577 577députés 17ᵉ législature

amendement n° None seance Rejeté

Amendement n° None — ARTICLE 6

Auteur : Andy Kerbrat — La France insoumise - Nouveau Front Populaire (Loire-Atlantique · 2ᵉ)
Texte visé : Moderniser et simplifier la protection juridique des majeurs
Article : ARTICLE 6
Date de dépôt : 2026-05-06
Date de sort : 2026-05-06
Sous-amendement de : n° AMANR5L17PO59051B1943P0D1N000007

Dispositif

Après le mot : 

« protégée », 

rédiger ainsi la fin de l’alinéa 7 : 

« et pris en compte ses volontés et préférences. »

Exposé sommaire

Cet amendement du groupe parlementaire La France Insoumise vise à intégrer la prise en compte des volontés et préférences de la personne protégée par le juge lorsqu'il statue sur la poursuite de l'habilitation familiale.

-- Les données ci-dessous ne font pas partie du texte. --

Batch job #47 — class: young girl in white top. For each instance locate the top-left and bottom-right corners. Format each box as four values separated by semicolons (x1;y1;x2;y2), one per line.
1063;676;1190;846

En France, entre 800 000 et 1 million de personnes font l’objet d’une mesure de protection. Pourtant la procédure judiciaire actuelle s’impose trop souvent à elle au motif de la prise en compte de leur intérêt sans leur laisser la possibilité d’exprimer leurs volontés et leurs préférences. La Convention Européenne des droits de l’Homme pose comme principe la préservation maximale de la capacité juridique, au titre duquel la Cour Européenne des Droits de l’Homme a statué qu’« une mesure de protection ne devrait pas automatiquement conduire à une restriction totale de la capacité juridique ».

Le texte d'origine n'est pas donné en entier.